O que acontece à democracia liberal em tempos de polarização moral
Tenho escrito sobre a polarização que começa a marcar o debate político ocidental. Há como que um convite, tanto à direita como à esquerda, para que se aproximem dos extremos, como se assim ganhassem um suplemento de legitimidade, como se apenas os extremos fossem espaços puros, autênticos, os únicos preparados para a derrota do lado oposto.
Não se trata aqui de uma polarização meramente política. Nada tenho contra a polarização política, duas políticas em confronto. Nunca gostei da ideia de bloco central ou de pactos de regime, sempre me bati contra o socialismo pelo liberalismo e escrevi várias vezes que a existência de alternativas políticas é salutar.
Trata-se de uma polarização moral, a separação entre bons e maus, patriotas e antipatriotas, corruptos e lesados, elites e o resto das pessoas. Esta polarização impede o reconhecimento da legitimidade do outro lado, porque não é possível fazê-lo quando, do lado de lá, estão antipatriotas ou corruptos ou elites.
Vejo esta polarização moral com preocupação, porque a essência da democracia liberal reside na capacidade de reconhecer legitimidade no outro. Um espaço político que aceite, cultive, se adapte, a uma polarização moral é um espaço que se prepara para o autoritarismo. Não há ditadura que não parta do pressuposto de que o outro lado não tem legitimidade, que está ao serviço de interesses obscuros, que tem um plano para destruir algo importante para nós.
Não posso ficar tranquilo com a esquerda que nega à direita a possibilidade de pensar, que confunde as fronteiras do seu pensamento com as fronteiras do moralmente admissível, impondo a sua agenda com uma inaceitável superioridade; e vice-versa, que também sucede - o que faz com que, como nas guerras de irmãos, se ouça com frequência que "ele começou primeiro".
Tenho por isso escrito sobre a necessidade de evitar esta polarização: se não houver um espaço de reconhecimento mútuo, se não houver uma partilha de legitimidades, é a democracia liberal que está em risco - o que em nada significa que não haja muito a combater do lado de lá.
Nas várias reações que tive a estas reflexões, impressiono-me com a facilidade com que as pessoas estão dispostas estão a deslegitimar o lado de lá, sem se aperceberem, ou fazendo por não perceber, o quanto se aproximam do autoritarismo.
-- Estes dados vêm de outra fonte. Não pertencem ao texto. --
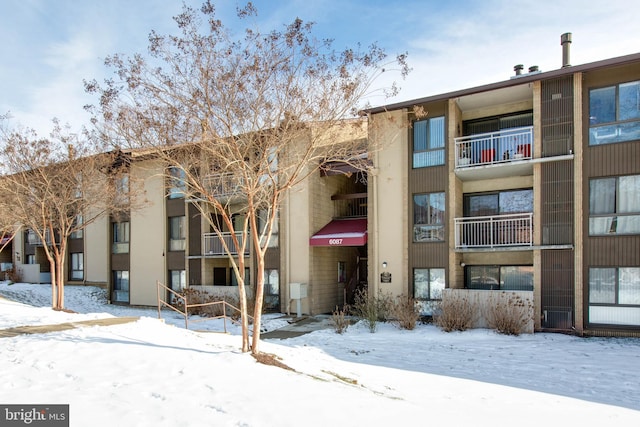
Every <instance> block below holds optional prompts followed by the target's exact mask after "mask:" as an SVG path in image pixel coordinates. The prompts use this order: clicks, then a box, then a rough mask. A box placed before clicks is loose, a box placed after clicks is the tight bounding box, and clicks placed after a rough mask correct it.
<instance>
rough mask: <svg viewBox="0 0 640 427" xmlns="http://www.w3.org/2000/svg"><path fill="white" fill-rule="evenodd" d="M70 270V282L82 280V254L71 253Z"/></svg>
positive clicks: (83, 254)
mask: <svg viewBox="0 0 640 427" xmlns="http://www.w3.org/2000/svg"><path fill="white" fill-rule="evenodd" d="M69 258H70V263H71V268H70V269H69V270H70V271H69V274H70V276H71V280H82V279H84V254H83V253H82V252H77V253H71V254H70V256H69Z"/></svg>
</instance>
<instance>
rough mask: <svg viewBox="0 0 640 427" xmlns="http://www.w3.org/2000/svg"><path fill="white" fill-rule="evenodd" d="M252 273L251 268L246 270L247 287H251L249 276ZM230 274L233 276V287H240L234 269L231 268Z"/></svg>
mask: <svg viewBox="0 0 640 427" xmlns="http://www.w3.org/2000/svg"><path fill="white" fill-rule="evenodd" d="M250 271H251V269H250V268H249V267H245V268H244V284H245V285H246V286H250V285H251V276H250V275H249V272H250ZM229 274H230V276H231V286H238V278H237V277H236V272H235V271H233V267H231V268H229Z"/></svg>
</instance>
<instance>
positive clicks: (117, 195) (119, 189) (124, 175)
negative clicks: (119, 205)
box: [115, 175, 129, 204]
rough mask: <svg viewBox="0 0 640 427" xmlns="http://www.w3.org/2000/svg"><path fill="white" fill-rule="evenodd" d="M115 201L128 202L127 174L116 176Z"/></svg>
mask: <svg viewBox="0 0 640 427" xmlns="http://www.w3.org/2000/svg"><path fill="white" fill-rule="evenodd" d="M115 186H116V200H115V202H116V203H120V204H127V203H129V175H122V176H120V177H118V178H116V181H115Z"/></svg>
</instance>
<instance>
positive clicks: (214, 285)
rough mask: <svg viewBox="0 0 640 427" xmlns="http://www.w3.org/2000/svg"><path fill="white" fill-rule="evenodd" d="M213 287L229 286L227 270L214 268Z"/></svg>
mask: <svg viewBox="0 0 640 427" xmlns="http://www.w3.org/2000/svg"><path fill="white" fill-rule="evenodd" d="M213 286H229V283H228V282H227V269H226V268H224V267H213Z"/></svg>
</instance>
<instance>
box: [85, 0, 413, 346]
mask: <svg viewBox="0 0 640 427" xmlns="http://www.w3.org/2000/svg"><path fill="white" fill-rule="evenodd" d="M256 14H257V12H256V10H255V8H254V7H253V5H252V4H251V3H248V4H247V5H246V7H244V8H242V9H238V18H239V19H240V20H243V19H245V18H248V17H253V16H255V15H256ZM174 19H175V21H176V23H177V24H178V27H179V29H180V35H178V36H162V35H159V34H157V33H156V32H153V31H152V32H151V34H150V36H149V42H150V43H149V53H148V56H147V57H145V56H143V55H135V56H133V57H123V56H120V55H113V56H111V57H109V58H108V59H107V60H106V65H107V66H109V67H112V68H113V69H114V74H115V77H114V78H113V79H110V80H107V81H105V82H104V83H103V84H99V83H98V82H96V81H91V82H86V83H85V86H86V89H87V90H88V91H89V92H93V93H96V94H97V95H99V97H100V102H99V105H98V106H97V107H88V108H90V109H92V111H93V113H94V123H95V124H96V125H98V126H99V128H100V129H101V130H102V131H103V132H104V134H105V137H106V138H109V139H112V140H118V141H126V142H127V143H129V144H131V145H132V146H133V147H135V148H145V149H150V148H152V149H154V150H155V155H157V156H159V157H160V158H162V159H164V160H165V161H166V164H167V166H168V167H169V168H175V169H178V170H180V171H181V175H182V177H181V179H183V180H184V183H185V185H186V187H185V188H186V189H185V191H187V192H188V193H189V197H192V198H193V199H196V200H200V201H201V203H199V204H198V207H199V209H201V212H202V213H203V216H204V217H205V218H207V219H209V220H210V221H211V226H212V228H213V229H214V230H215V231H216V232H218V233H220V232H221V230H222V226H223V224H224V226H225V227H226V228H227V229H229V230H231V231H234V233H232V236H233V245H234V246H235V248H234V249H235V250H236V251H235V252H236V253H238V254H243V253H244V247H245V245H247V244H248V243H249V241H251V244H252V246H253V248H254V250H255V260H256V276H257V277H256V288H255V309H254V313H253V317H254V324H253V339H252V342H251V345H250V344H249V334H248V331H249V324H248V316H247V314H248V313H247V303H246V291H245V283H244V265H243V263H244V259H243V257H242V256H238V257H235V258H234V257H232V256H231V255H230V257H231V259H232V265H233V269H234V271H235V273H236V275H237V278H238V284H239V287H238V289H239V294H240V295H239V296H240V305H241V307H240V308H241V310H242V319H243V345H242V349H243V351H249V349H251V351H252V352H253V353H254V354H255V353H258V352H259V349H258V344H259V340H260V322H261V312H262V306H263V298H264V290H263V285H264V277H263V274H264V256H265V253H266V251H267V250H268V247H269V240H270V237H271V234H272V231H273V225H274V222H275V221H276V218H277V212H278V208H279V206H280V204H281V202H282V200H283V198H284V197H285V196H286V193H287V191H288V190H289V189H291V188H292V187H293V186H295V185H296V184H297V183H299V182H301V181H303V180H304V179H306V178H307V177H308V176H310V175H311V174H313V173H314V172H317V171H318V170H319V169H320V168H322V167H323V165H327V164H329V163H330V162H332V161H341V162H349V163H352V164H353V165H355V166H356V167H358V168H361V169H366V168H367V167H368V164H369V163H368V162H367V159H366V153H367V151H370V150H372V149H373V147H371V146H368V145H367V141H366V121H365V120H364V119H363V118H361V117H360V118H359V117H358V116H357V113H358V111H359V109H360V108H362V107H364V102H365V101H366V100H367V99H368V97H371V96H374V95H375V94H376V92H377V91H374V90H373V82H374V80H375V79H376V78H377V77H379V76H380V74H381V73H383V72H385V70H389V68H388V67H392V69H394V70H395V71H397V72H398V73H400V74H401V75H402V76H404V75H405V74H406V73H407V72H408V71H409V70H408V68H407V64H406V54H401V55H399V56H397V57H396V58H391V59H390V58H388V57H387V55H386V54H385V52H384V51H383V49H381V48H379V47H378V46H376V45H371V46H370V47H369V48H366V49H365V48H362V47H360V46H358V48H357V49H351V48H348V49H345V50H343V51H336V50H335V49H333V48H332V41H331V40H317V39H315V38H313V36H312V28H313V25H312V24H311V23H305V22H303V21H302V20H300V19H298V18H296V19H295V20H294V21H293V22H292V23H291V24H289V25H287V26H285V27H284V29H283V30H281V31H279V30H274V31H270V32H267V33H264V32H261V31H259V30H256V29H252V28H249V27H247V28H246V29H245V31H244V33H243V34H241V35H240V36H237V37H234V35H233V34H232V33H231V32H230V31H229V30H228V29H227V28H226V27H225V26H224V25H223V24H222V22H221V21H220V20H219V19H218V18H217V16H216V14H215V8H214V6H213V4H212V3H211V2H210V1H207V2H205V3H204V4H203V6H202V8H201V9H200V11H199V12H198V11H196V10H194V9H192V8H189V7H186V6H185V7H184V8H183V11H182V13H181V14H180V15H178V16H176V17H175V18H174ZM203 21H204V22H203ZM385 67H387V68H385ZM395 90H396V87H395V85H391V87H390V89H389V91H384V94H387V95H391V94H393V93H395ZM224 188H226V189H229V188H233V189H234V194H235V197H229V194H228V191H221V189H224ZM240 200H241V203H238V202H239V201H240ZM211 213H215V214H216V215H215V217H216V218H220V222H217V221H215V220H213V219H211V218H212V215H211ZM237 213H241V214H242V215H243V218H244V223H243V224H242V225H241V226H239V227H238V226H237V224H234V223H233V221H232V218H231V216H232V215H233V214H237ZM234 226H235V227H234ZM238 233H239V234H238ZM236 236H238V237H236ZM228 249H229V250H228V253H229V254H231V250H230V249H231V248H228Z"/></svg>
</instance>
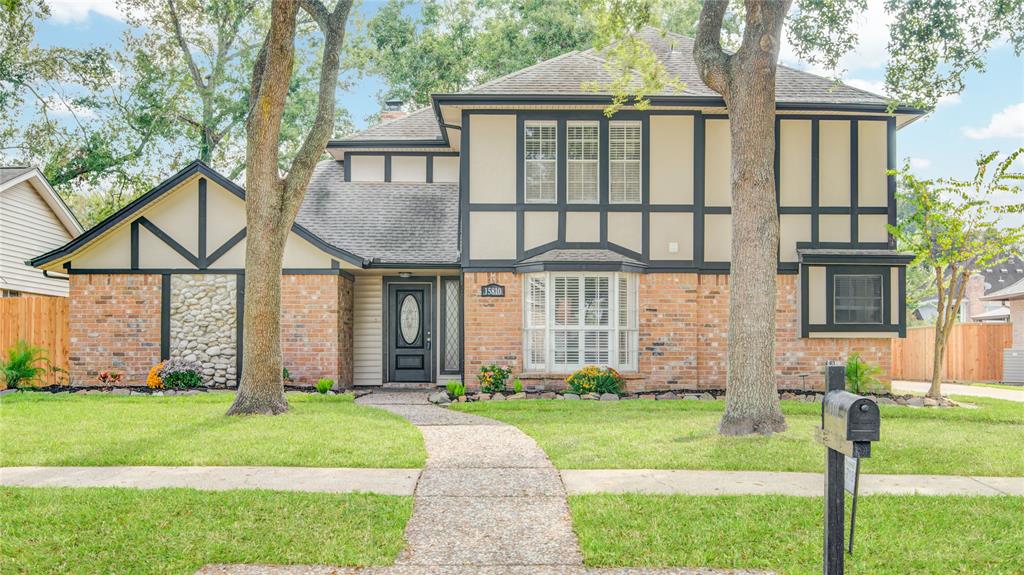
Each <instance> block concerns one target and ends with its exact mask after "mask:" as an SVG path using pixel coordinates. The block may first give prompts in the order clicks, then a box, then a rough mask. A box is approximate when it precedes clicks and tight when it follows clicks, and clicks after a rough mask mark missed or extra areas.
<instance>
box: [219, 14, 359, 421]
mask: <svg viewBox="0 0 1024 575" xmlns="http://www.w3.org/2000/svg"><path fill="white" fill-rule="evenodd" d="M299 7H301V8H302V9H303V10H305V11H306V12H308V13H309V15H310V16H311V17H312V18H313V20H315V21H316V24H317V25H318V26H319V28H321V31H322V32H323V33H324V37H325V41H324V60H323V62H322V64H321V82H319V97H318V100H317V103H316V118H315V119H314V121H313V125H312V126H311V127H310V129H309V132H308V133H307V134H306V137H305V139H304V140H303V142H302V145H301V146H300V148H299V151H298V153H297V154H296V157H295V159H294V160H293V161H292V165H291V168H290V169H289V170H288V175H287V176H286V177H284V178H282V177H281V176H280V175H279V173H278V160H279V148H280V138H281V119H282V116H283V114H284V109H285V100H286V98H287V96H288V87H289V83H290V80H291V77H292V65H293V63H294V61H293V60H294V56H295V46H294V42H295V27H296V15H297V10H298V9H299ZM350 8H351V0H339V2H338V3H337V5H336V6H335V9H334V11H329V10H328V9H327V8H326V7H325V6H324V4H323V3H322V2H319V1H317V0H274V1H273V2H272V3H271V6H270V31H269V32H268V33H267V37H266V40H265V41H264V42H263V47H262V48H261V49H260V53H259V56H258V57H257V58H256V64H255V67H254V69H253V80H252V86H251V89H250V90H251V97H250V108H249V120H248V124H247V126H246V129H247V131H246V136H247V139H246V143H247V146H246V220H247V224H246V225H247V230H248V231H247V233H246V305H245V323H244V334H243V357H242V373H241V380H240V382H239V393H238V395H237V396H236V398H234V403H233V404H231V407H230V408H229V409H228V410H227V413H228V414H229V415H230V414H243V413H259V414H278V413H283V412H285V411H287V410H288V400H287V399H286V398H285V385H284V381H283V379H282V367H283V366H282V357H281V270H282V268H283V266H284V253H285V242H286V241H287V239H288V234H289V233H290V231H291V229H292V224H293V223H294V222H295V216H296V214H297V213H298V211H299V207H300V206H301V205H302V198H303V196H304V195H305V189H306V185H307V184H308V183H309V178H310V176H311V175H312V171H313V167H314V166H315V164H316V161H317V160H318V158H319V157H321V154H322V153H324V146H325V145H326V144H327V140H328V138H330V137H331V130H332V128H333V127H334V104H335V88H336V87H337V84H338V68H339V62H340V52H341V45H342V43H343V40H344V36H345V35H344V31H345V21H346V20H347V19H348V11H349V9H350Z"/></svg>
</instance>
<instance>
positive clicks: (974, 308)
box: [913, 255, 1024, 323]
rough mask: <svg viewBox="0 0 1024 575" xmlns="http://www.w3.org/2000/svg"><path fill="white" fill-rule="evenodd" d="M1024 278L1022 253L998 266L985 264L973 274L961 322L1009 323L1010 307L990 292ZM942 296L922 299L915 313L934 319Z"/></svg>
mask: <svg viewBox="0 0 1024 575" xmlns="http://www.w3.org/2000/svg"><path fill="white" fill-rule="evenodd" d="M1021 279H1024V260H1022V259H1021V257H1020V256H1017V255H1013V256H1010V257H1009V258H1008V259H1007V261H1005V262H1002V263H1001V264H999V265H997V266H992V267H989V268H985V269H983V270H981V271H980V272H978V273H976V274H974V275H972V276H971V278H970V279H969V282H968V286H967V290H966V291H965V293H964V301H963V303H961V309H959V312H958V317H957V318H956V319H957V320H958V321H959V322H961V323H968V322H979V323H1006V322H1008V321H1010V309H1009V308H1007V307H1006V306H1005V305H1004V304H1002V303H1001V302H997V301H988V300H986V299H985V298H984V296H985V295H986V294H993V293H995V292H998V291H1000V290H1002V289H1005V287H1009V286H1010V285H1013V284H1014V283H1016V282H1018V281H1020V280H1021ZM937 303H938V298H936V297H931V298H927V299H925V300H922V301H921V303H920V304H919V305H918V309H915V310H913V316H914V317H915V318H918V319H920V320H924V321H928V322H934V321H935V315H936V314H937V310H936V305H937Z"/></svg>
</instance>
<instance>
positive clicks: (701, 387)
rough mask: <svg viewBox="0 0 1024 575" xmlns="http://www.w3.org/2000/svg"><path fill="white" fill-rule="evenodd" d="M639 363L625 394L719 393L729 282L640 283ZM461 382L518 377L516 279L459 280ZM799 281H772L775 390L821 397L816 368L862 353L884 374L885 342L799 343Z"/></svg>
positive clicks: (880, 340) (551, 379)
mask: <svg viewBox="0 0 1024 575" xmlns="http://www.w3.org/2000/svg"><path fill="white" fill-rule="evenodd" d="M639 278H640V280H639V285H638V300H639V301H638V310H639V322H640V361H639V370H638V372H637V373H635V374H633V373H627V374H626V375H627V388H628V389H629V390H630V391H645V390H679V389H694V390H696V389H723V388H724V387H725V381H726V358H727V350H728V316H729V276H728V275H698V274H695V273H649V274H640V275H639ZM464 281H465V296H464V297H465V314H466V322H465V329H466V334H465V342H466V344H465V351H466V358H465V369H466V371H465V373H466V377H465V380H466V383H467V385H468V386H469V387H471V388H475V387H476V373H477V372H478V371H479V367H480V365H482V364H485V363H492V362H495V363H508V364H510V365H512V366H513V369H514V372H515V373H516V374H519V373H521V371H522V362H521V355H522V341H521V330H522V308H521V291H522V277H521V276H520V275H516V274H513V273H510V272H501V273H493V272H475V273H466V274H465V278H464ZM492 282H495V283H501V284H503V285H505V290H506V294H505V298H481V297H480V296H479V293H480V286H481V285H484V284H486V283H492ZM799 303H800V283H799V276H798V275H779V276H778V303H777V316H776V345H775V350H776V357H777V373H776V375H777V381H778V387H779V388H780V389H804V390H809V389H821V388H822V387H823V385H824V381H823V374H822V366H823V365H824V363H825V361H827V360H829V359H845V358H846V356H847V355H848V354H849V353H850V352H852V351H857V352H860V354H861V356H862V357H863V358H864V359H865V360H866V361H868V362H870V363H874V364H878V365H880V366H881V367H882V369H883V370H884V375H883V377H882V378H880V379H882V380H884V381H888V379H889V370H890V367H891V351H890V340H888V339H802V338H801V337H800V306H799ZM564 377H565V373H544V374H540V373H538V374H534V373H526V374H524V377H523V378H522V379H523V384H524V385H527V386H541V387H545V388H550V389H561V388H563V387H564V382H563V379H564Z"/></svg>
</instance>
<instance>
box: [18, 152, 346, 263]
mask: <svg viewBox="0 0 1024 575" xmlns="http://www.w3.org/2000/svg"><path fill="white" fill-rule="evenodd" d="M244 197H245V194H244V191H242V189H241V188H239V187H238V186H237V185H234V184H233V183H231V182H230V181H229V180H226V179H225V178H222V177H221V176H220V175H219V174H217V173H216V172H214V171H212V170H210V169H209V168H207V167H206V166H205V165H201V164H199V163H196V164H194V165H191V166H189V168H186V169H185V170H182V172H179V173H178V174H177V175H175V176H174V177H172V178H170V179H169V180H167V181H166V182H164V184H161V185H160V186H158V187H157V188H154V190H151V191H150V192H147V193H146V194H144V195H143V196H142V197H140V198H138V200H136V201H135V202H133V203H132V204H130V205H129V206H127V207H125V208H124V209H123V210H121V211H119V212H118V213H117V214H114V215H113V216H111V217H110V218H108V219H106V220H104V221H103V222H102V223H100V224H98V225H97V226H96V227H94V228H92V229H90V230H89V231H88V232H86V233H85V234H83V236H82V237H81V238H80V240H74V241H72V242H70V244H68V245H67V246H65V247H63V248H61V249H59V250H55V251H53V252H51V253H49V254H46V255H44V256H41V257H39V258H37V259H36V260H34V261H33V265H36V266H39V267H43V268H44V269H49V270H54V271H61V270H63V269H67V268H70V269H71V270H79V271H88V270H105V271H144V270H162V271H167V270H174V271H187V270H205V269H210V270H219V269H225V270H226V269H234V270H237V269H242V268H244V267H245V252H246V244H247V238H246V207H245V200H244ZM342 262H344V265H342ZM360 263H361V260H360V259H359V258H357V257H355V256H353V255H351V254H348V253H345V252H343V251H341V250H337V249H334V248H333V247H331V246H329V245H327V244H325V242H324V241H322V240H319V238H317V237H316V236H314V235H312V234H311V233H309V232H308V231H307V230H305V229H304V228H302V227H301V226H299V225H296V226H294V227H293V230H292V231H291V233H290V235H289V237H288V241H287V244H286V248H285V261H284V267H285V268H286V269H332V268H336V267H344V266H347V267H350V268H353V267H358V265H359V264H360Z"/></svg>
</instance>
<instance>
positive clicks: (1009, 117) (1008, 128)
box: [963, 102, 1024, 140]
Infelizmente, é mais fácil expor um populista e os seus esquemas no futebol do que na política.
Chamar a atenção para os perigos de aproximação ao autoritarismo, procurando criar espaço para a moderação, fez-me ouvir algumas coisas: esquerdista, iliberal, relativista, fraco, que não sirvo à direita. Foi a primeira vez que ouvi coisas destas. Anos a bater na esquerda e a desmascarar os seus erros e políticas, anos de governação a liberalizar e a desregular e a combater o socialismo foram reduzidos a nada. De radical liberal de direita passei a colaboracionista de esquerda por não louvar Orbán ou Bolsonaro. E este género de coisas também sucede à esquerda. Já vi socialistas a aderir ao marxismo bolivariano e a festejar revoluções bolcheviques e recordo o que à esquerda se disse de socialistas que não aderiram à geringonça, colocando-se mesmo em causa o seu socialismo.
Estes epítetos confirmam a minha sensação de polarização moral e apontam para o que aí vem, para uma tentativa de deslegitimação não só das pessoas do lado de lá como também daqueles que, sendo do mesmo lado, se recusam a contribuir para o autoritarismo. Não são bons sinais.
Para derrotar o socialismo, que é mau para o país, para vencer a esquerda, que tem uma visão muito diferente da minha, não preciso de prescindir da liberdade nem da democracia liberal nem de simpatizar com autoritarismos. Pode dar trabalho, mas ao menos não prescindo do que me é mais essencial.